Issu d’une famille de commerçants juifs berlinois, il est le père adoptif de Magda et l’une des victimes du plan d’épuration des juifs. Sébastien Spitzer nous offre de lire les lettres qu’il envoie à sa fille depuis le camp de concentration où il a été interné et où la mort l’attend. « Richard Friedländer a été. Il a lié son destin à celui de votre famille. Je suis Markus Yehuda Katz, fils de Salman et d’Olga Sternell. Et cette chaîne de mots, de moi, de nous, de noms infalsifiables, vous rattrapera, où que vous soyez. Il n’y aura pas d’oubli. Nous sommes le peuple qui doit durer, celui qu’on ne peut pas éteindre… Un jour, on se souviendra de lui comme de tous ceux qu’on a voulu faire disparaître, en vain. »
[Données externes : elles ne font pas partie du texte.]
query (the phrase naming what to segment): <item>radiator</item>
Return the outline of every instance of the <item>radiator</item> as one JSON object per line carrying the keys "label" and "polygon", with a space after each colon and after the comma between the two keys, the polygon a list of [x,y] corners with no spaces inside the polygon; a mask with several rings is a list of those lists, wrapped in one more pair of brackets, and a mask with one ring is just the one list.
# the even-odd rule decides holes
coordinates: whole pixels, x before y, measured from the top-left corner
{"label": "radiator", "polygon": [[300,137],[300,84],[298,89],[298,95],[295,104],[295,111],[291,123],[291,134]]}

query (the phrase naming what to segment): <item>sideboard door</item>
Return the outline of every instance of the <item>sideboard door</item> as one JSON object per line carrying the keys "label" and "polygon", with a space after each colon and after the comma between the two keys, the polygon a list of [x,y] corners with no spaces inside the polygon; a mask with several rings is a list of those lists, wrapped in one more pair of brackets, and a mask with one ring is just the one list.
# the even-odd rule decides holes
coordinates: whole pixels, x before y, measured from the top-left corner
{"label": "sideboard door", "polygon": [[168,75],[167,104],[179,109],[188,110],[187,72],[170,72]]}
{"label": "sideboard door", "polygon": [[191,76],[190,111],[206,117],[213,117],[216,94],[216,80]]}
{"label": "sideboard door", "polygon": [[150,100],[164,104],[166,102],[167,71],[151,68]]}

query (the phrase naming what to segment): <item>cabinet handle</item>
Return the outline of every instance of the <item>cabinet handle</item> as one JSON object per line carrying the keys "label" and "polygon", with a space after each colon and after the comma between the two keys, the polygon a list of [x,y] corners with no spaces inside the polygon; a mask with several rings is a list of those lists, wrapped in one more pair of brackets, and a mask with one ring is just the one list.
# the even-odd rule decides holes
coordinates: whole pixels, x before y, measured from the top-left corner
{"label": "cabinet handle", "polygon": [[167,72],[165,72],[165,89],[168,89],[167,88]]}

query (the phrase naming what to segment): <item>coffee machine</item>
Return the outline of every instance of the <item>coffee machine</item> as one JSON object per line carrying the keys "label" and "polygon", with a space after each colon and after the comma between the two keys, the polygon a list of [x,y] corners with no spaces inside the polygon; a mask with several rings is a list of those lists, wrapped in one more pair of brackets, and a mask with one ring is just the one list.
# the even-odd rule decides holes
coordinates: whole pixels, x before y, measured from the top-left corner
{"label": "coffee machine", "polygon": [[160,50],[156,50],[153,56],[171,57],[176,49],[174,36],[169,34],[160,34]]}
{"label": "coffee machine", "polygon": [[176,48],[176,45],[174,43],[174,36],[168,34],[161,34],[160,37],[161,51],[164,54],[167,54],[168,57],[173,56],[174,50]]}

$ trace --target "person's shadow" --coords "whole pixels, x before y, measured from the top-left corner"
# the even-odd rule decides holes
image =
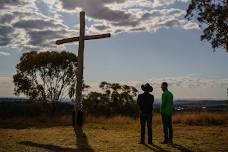
[[[152,144],[151,146],[149,146],[149,145],[145,145],[145,146],[155,152],[170,152],[169,150],[165,150],[155,144]],[[171,147],[176,148],[177,150],[179,150],[181,152],[193,152],[192,150],[190,150],[184,146],[178,145],[178,144],[172,144]]]
[[[74,131],[76,134],[77,148],[67,148],[67,147],[61,147],[61,146],[52,145],[52,144],[40,144],[32,141],[22,141],[22,142],[19,142],[19,144],[31,146],[31,147],[44,148],[54,152],[63,152],[63,151],[64,152],[94,152],[92,147],[88,144],[88,139],[86,134],[83,132],[83,129],[81,127],[77,127],[76,129],[74,129]]]
[[[176,149],[178,149],[180,151],[183,151],[183,152],[193,152],[192,150],[187,149],[186,147],[184,147],[182,145],[178,145],[178,144],[172,144],[172,147],[176,148]]]

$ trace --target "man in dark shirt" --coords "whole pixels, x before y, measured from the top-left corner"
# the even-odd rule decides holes
[[[150,94],[153,87],[149,83],[141,86],[144,93],[138,95],[137,104],[140,108],[141,140],[140,144],[145,143],[145,125],[148,129],[148,144],[152,144],[152,112],[154,96]]]

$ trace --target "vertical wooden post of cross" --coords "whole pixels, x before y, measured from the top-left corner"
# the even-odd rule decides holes
[[[77,112],[82,110],[82,87],[83,87],[83,66],[84,66],[84,37],[85,37],[85,12],[80,12],[80,35],[78,47],[78,70],[75,101],[75,127],[77,127]]]
[[[80,35],[79,37],[71,37],[65,38],[61,40],[57,40],[56,44],[64,44],[70,42],[77,42],[79,41],[78,47],[78,68],[76,73],[76,98],[74,104],[74,128],[81,127],[82,125],[82,90],[83,90],[83,68],[84,68],[84,41],[85,40],[94,40],[94,39],[101,39],[101,38],[108,38],[111,37],[110,33],[106,34],[98,34],[98,35],[87,35],[85,36],[85,12],[80,12]],[[78,118],[80,121],[78,121]],[[78,123],[80,122],[80,124]]]

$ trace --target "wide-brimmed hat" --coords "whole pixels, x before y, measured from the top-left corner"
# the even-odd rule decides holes
[[[152,92],[152,91],[153,91],[153,87],[152,87],[149,83],[146,83],[145,85],[142,84],[142,85],[141,85],[141,89],[142,89],[144,92]]]

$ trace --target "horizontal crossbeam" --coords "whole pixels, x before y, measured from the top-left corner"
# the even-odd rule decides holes
[[[88,35],[84,37],[84,40],[94,40],[94,39],[102,39],[102,38],[108,38],[111,37],[110,33],[107,34],[99,34],[99,35]],[[77,42],[79,41],[79,37],[72,37],[72,38],[66,38],[66,39],[61,39],[57,40],[56,44],[64,44],[64,43],[69,43],[69,42]]]

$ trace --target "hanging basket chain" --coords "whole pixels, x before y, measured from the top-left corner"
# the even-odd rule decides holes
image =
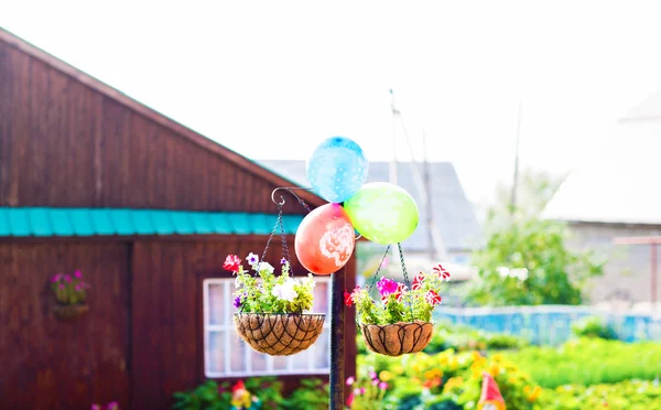
[[[280,225],[280,239],[282,240],[282,257],[289,263],[290,268],[292,266],[292,258],[289,252],[289,246],[286,245],[286,235],[284,234],[284,224],[282,223],[282,205],[280,205],[280,215],[278,215],[278,224]],[[294,276],[293,271],[291,271],[292,277]]]
[[[379,279],[379,273],[381,272],[381,267],[383,267],[383,262],[386,261],[386,258],[388,257],[389,252],[390,252],[390,245],[388,245],[388,248],[386,248],[386,252],[383,253],[383,257],[381,258],[381,261],[379,262],[379,267],[377,268],[375,274],[372,276],[371,281],[365,288],[365,290],[368,293],[371,291],[371,289],[373,288],[375,283],[377,283],[377,280]]]

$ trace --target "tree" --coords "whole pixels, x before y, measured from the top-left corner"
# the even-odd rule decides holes
[[[567,249],[565,225],[539,216],[559,180],[527,175],[520,196],[527,203],[489,212],[487,244],[473,256],[479,278],[468,300],[479,305],[581,304],[586,280],[602,274],[603,263],[592,252]]]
Et même si ces lettres sont apocryphes, les faits qu’elles relatent sont tout autant documentés que les dernières heures du régime et qui prendre la dimension d’une tragédie grecque en faisant de Magda une Médée moderne, soucieuse de ne pas offrir à ses enfants les images de la capitulation. « Elle a porté beaucoup d’enfants. Sept en tout : Harald, Helga, Hildegarde, Helmut, Holdine, Hedwig, Heidrun. Les prénoms des six derniers commencent par un « H », à la gloire de ce régime qui a fait d’elle une grande dame. Celui aussi de Harald, son aîné, né quand rien n’était encore, avant le putsch de la Brasserie, avant les premiers faits divers qui feraient parler d’eux. Ses enfants servent la grande cause. La sienne, bien sûr, mais aussi celle de l’Allemagne tout entière. Ils seront sacrifiés. Ils tomberont avec elle. »
Pendant ce temps, Ava tente de se relever. Elle fuit avec Judah qui a été raflé, embarqué brutalement avec son père, ses deux oncles et ses cousins.
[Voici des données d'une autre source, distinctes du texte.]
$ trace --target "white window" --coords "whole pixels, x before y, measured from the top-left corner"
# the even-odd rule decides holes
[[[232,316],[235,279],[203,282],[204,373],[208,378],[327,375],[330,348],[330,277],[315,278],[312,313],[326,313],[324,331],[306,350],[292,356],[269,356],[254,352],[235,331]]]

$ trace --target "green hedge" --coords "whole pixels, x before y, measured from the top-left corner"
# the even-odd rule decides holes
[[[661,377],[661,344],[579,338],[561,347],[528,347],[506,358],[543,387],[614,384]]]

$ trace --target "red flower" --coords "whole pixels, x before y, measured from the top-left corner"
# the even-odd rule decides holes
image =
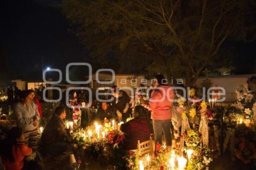
[[[159,170],[164,170],[164,165],[161,165],[159,167]]]
[[[158,143],[156,144],[155,150],[157,151],[159,151],[161,149],[161,145]]]

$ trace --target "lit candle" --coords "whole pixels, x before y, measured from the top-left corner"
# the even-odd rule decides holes
[[[147,162],[148,162],[148,163],[149,163],[149,161],[150,161],[150,157],[148,154],[148,156],[147,156]]]
[[[163,147],[164,149],[165,149],[165,148],[166,148],[166,145],[165,144],[165,143],[164,144],[164,146]]]
[[[100,125],[98,125],[97,126],[97,137],[98,137],[98,139],[100,138],[100,129],[101,128],[101,126]]]
[[[211,99],[209,99],[209,104],[210,105],[210,107],[211,108]]]
[[[179,170],[183,170],[186,166],[186,164],[187,163],[187,159],[183,157],[178,157],[178,164],[179,165]]]
[[[239,119],[239,123],[240,124],[242,124],[242,123],[243,123],[243,119],[242,118],[240,118]]]
[[[139,161],[139,170],[144,170],[144,165],[142,161]]]
[[[88,135],[89,137],[89,138],[90,139],[92,137],[92,131],[90,130],[88,132]]]
[[[86,135],[85,135],[85,132],[84,132],[83,133],[83,135],[82,135],[83,137],[83,140],[85,140],[86,138]]]
[[[191,158],[191,155],[194,152],[194,150],[193,149],[188,149],[187,150],[187,154],[188,155],[188,158],[189,159],[190,159]]]
[[[40,127],[39,128],[39,131],[40,132],[40,133],[42,133],[43,132],[43,131],[44,130],[44,128],[42,127]]]
[[[102,131],[102,137],[103,138],[103,139],[105,138],[105,131]]]
[[[72,129],[73,128],[73,125],[74,125],[73,123],[73,122],[69,122],[69,125],[70,125],[70,129]]]
[[[114,129],[115,127],[114,125],[115,125],[115,120],[112,120],[112,127],[113,128],[113,129]]]
[[[169,161],[172,169],[174,169],[175,167],[175,152],[174,150],[172,151],[171,158]]]
[[[94,125],[95,125],[95,131],[97,131],[97,127],[98,126],[98,123],[97,122],[94,123]]]

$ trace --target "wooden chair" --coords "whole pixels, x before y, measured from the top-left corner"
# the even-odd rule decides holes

« Je n’ai même pas eu le temps de l’embrasser, dit-il.
— Qui ça ? demande-t-elle.
— Ma mère. Je n’ai pas pu l’embrasser! Les soldats nous ont tassés dans des trains pour la Pologne. Mon cousin est mort de froid, à côté de moi. C’était la première fois que je voyais un mort. Et il avait mon âge ! Sur le quai de l’arrivée, on a reçu d’autres coups. Olejak nous a sélectionnés, mon père et moi, pour son camp. Je suis devenu un homme au fond d’une mine. »
Là encore, l’ironie de l’histoire vient confronter les deux destins. Les matières premières extraites dans les monts du Hartz par Judah et ses compagnons d’infortune feront la fortune de Harald, le fils de Magda, et de ses descendants. Après avoir produit les piles Varta pour l’armée du Führer, cer derniers possèdent aujourd’hui la plupart des actions du groupe BMW. La notion de vainqueur et de vaincu est donc toute relative, comme le montre ce roman qui va creuser dans l’âme des personnages les raisons qui les font agir, dans le paroxysme des situations leurs motivations les plus intimes. Un premier roman qui est d’abord un grand roman!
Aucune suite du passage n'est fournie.